Ветер принес запах тьмы и серы.
Спи, Альрауне.

Триптих (к …)

Я видела тебя во сне –
ты шла неспешно по Таганке,
на пальце камень той огранки,
какой вовек не потускнеть.
На плечи падала весна,
но по дворам метались листья.
А я тебе писала письма
из этого немого сна.

И вся неистовость Москвы
с ее поствизантийским пылом,
ее кремлевские могилы,
ее сиятельные львы,
бродяжий песенный Арбат,
весенний дух на Патриарших
(на сколько весен тебя старше
все переулки наугад!), –

все в этих письмах: боль и блажь,
и день отчаянный и краткий,
и укативший по брусчатке
твой красно-белый экипаж.

***

Больница в Куркине на реке.
Играет в нарды туберкулез.
На этом сходненском ветерке
больница кажется не всерьез.

А мне, летящей куда-то в Крым
в песке античном искать слова,
и вовсе – марево, легкий дым
больнично-серые острова.

Но там, в квадрате кирпичных стен
тоскливо-праздно томится жизнь,
в температурном ее листе
слабеет шариковый нажим…

***

Врачи безмолвствуют на мертвом языке.
Режим. Прогулка.

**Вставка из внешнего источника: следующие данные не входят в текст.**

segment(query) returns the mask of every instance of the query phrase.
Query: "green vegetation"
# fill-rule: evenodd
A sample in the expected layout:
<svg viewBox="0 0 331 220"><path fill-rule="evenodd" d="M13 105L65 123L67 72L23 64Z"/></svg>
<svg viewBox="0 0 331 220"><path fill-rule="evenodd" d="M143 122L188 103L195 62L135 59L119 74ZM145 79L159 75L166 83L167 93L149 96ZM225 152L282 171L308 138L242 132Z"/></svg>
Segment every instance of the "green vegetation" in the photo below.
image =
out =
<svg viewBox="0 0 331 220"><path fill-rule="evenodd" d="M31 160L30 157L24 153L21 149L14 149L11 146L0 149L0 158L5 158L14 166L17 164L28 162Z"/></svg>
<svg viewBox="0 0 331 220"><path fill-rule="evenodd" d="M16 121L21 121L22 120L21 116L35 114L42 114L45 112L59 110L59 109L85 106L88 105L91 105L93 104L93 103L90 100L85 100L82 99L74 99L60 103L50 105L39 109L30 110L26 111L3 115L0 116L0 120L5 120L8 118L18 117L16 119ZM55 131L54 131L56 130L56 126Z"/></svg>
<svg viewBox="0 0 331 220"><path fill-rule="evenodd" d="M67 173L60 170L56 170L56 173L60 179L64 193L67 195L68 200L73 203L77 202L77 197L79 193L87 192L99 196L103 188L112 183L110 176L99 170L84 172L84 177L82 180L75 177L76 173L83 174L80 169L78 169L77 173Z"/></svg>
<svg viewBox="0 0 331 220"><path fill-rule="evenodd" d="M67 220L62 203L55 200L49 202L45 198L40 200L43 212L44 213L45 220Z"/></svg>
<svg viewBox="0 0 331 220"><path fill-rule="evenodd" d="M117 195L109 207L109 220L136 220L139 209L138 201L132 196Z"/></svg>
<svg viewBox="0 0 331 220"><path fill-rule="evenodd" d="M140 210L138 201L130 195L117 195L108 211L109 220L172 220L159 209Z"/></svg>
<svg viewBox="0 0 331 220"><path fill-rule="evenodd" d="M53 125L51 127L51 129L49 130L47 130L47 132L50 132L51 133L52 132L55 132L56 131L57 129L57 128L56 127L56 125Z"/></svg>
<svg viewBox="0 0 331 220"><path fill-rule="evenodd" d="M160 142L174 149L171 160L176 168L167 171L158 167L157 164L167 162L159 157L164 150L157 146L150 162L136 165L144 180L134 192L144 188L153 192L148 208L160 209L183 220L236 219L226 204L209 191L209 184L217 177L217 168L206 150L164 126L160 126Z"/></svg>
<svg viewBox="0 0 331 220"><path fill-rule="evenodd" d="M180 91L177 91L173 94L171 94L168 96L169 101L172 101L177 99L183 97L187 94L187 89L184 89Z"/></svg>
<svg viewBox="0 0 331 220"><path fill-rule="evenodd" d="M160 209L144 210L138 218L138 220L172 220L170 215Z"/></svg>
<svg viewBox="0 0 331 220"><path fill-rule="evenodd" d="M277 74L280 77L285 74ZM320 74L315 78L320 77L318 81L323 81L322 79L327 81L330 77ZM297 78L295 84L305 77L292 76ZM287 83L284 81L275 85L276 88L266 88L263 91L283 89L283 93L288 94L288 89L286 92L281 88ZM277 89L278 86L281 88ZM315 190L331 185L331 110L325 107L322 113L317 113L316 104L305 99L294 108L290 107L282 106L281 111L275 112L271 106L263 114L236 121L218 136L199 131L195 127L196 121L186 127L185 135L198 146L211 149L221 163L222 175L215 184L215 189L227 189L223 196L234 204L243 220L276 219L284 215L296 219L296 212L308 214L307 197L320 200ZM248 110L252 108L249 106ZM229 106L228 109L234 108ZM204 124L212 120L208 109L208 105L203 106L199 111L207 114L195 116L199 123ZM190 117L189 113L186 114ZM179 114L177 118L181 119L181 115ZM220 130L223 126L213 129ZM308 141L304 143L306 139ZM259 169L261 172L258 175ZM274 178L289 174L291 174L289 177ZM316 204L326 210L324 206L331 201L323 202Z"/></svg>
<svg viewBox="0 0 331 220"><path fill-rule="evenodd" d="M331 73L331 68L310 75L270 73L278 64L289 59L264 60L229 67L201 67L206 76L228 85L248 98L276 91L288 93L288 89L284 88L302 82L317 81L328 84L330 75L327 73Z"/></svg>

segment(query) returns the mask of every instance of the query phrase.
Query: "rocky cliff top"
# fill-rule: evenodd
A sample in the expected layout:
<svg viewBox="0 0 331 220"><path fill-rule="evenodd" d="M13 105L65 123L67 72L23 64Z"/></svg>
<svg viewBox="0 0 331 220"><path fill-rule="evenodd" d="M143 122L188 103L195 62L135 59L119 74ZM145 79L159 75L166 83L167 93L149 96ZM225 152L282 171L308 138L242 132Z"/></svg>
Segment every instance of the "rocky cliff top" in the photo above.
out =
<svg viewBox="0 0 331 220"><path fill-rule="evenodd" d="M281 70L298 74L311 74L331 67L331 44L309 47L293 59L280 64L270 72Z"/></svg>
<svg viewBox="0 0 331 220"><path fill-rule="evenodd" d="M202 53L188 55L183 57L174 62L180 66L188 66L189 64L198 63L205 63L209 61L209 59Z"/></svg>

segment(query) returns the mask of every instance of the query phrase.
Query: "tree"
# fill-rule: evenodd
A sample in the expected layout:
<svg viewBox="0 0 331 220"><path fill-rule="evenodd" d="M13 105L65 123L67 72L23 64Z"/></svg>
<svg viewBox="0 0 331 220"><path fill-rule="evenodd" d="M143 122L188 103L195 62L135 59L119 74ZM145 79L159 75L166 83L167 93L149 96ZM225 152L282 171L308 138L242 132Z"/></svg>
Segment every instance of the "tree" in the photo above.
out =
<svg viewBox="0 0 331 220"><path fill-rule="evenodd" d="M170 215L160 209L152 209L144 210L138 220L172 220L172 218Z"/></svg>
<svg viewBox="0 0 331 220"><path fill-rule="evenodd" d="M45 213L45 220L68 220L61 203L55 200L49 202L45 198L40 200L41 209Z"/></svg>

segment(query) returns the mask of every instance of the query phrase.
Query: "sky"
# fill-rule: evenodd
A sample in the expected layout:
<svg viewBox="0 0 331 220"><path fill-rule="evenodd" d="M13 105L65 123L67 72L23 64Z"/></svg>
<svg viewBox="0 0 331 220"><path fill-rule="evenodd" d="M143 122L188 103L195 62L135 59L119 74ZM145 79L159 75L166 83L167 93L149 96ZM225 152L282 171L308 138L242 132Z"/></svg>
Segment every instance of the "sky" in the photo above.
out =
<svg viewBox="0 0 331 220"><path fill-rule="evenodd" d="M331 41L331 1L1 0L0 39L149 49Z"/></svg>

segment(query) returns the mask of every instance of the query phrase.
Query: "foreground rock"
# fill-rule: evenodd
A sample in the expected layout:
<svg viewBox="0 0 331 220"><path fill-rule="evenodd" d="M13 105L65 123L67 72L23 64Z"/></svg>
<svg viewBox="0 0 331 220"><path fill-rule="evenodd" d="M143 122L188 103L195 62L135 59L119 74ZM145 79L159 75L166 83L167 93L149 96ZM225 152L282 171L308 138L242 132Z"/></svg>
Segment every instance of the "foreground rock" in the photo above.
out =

Пограничный сон.
За Гиппократом здесь стоит Харон –
от века до скончания времен
в одной реке.

И Сходня, и Москва, и Волго-Балт
впадают в эту яростную стынь.
Не Amen ты прошепчешь, но Аминь.
В твоих глазах июньская полынь.
И листопад.

Эмигранты

Двадцатые годы ушедшего века.
Париж. La Bolée.
Вы ждали карету интриг и успеха, —
карету карет.
Вы ждали фанфар и поклонниц влюбленных,
их взор огневой.
Без памяти стыли горящие клены
Над черной Невой.

Стремительный век ваш в Латинском квартале —
живи Монпарнас! —
о чем-то чужом иноземно картавил,
но все не о вас.
Вы верили — будет момент возвращенья,
возврата домой.
И клен петербургский молил о прощеньи
над черной Невой.

литпроцесс

на этом олимпе сидят золотые тельцы,
сосущие млеко из звездно-зернистой дороги,
их путь устилают сраженные единороги,
Гомеровы боги и, даже, аидовы псы.

спокойно пасется навеки плененный Пегас,
лишенный и крыльев, и званий, и гордой натуры.
под крик полуночный надломленной клавиатуры
роскошные дуры влезают, шутя, на Парнас.

здесь все не про нас – мы не модны, и рожи не те,
улыбки кривые, иным поклоняемся датам,
нас тычут носами в доступный картон самиздата.
а девки в халатах листают гламур в темноте.

давай про любовь! чтоб рыданием глотки свело
у девок и барышень сплошь по Тверскому бульвару.
да ноги дрожат, погляди, у конька-боливара, —
он вынес бы пару, но спину натерло седло…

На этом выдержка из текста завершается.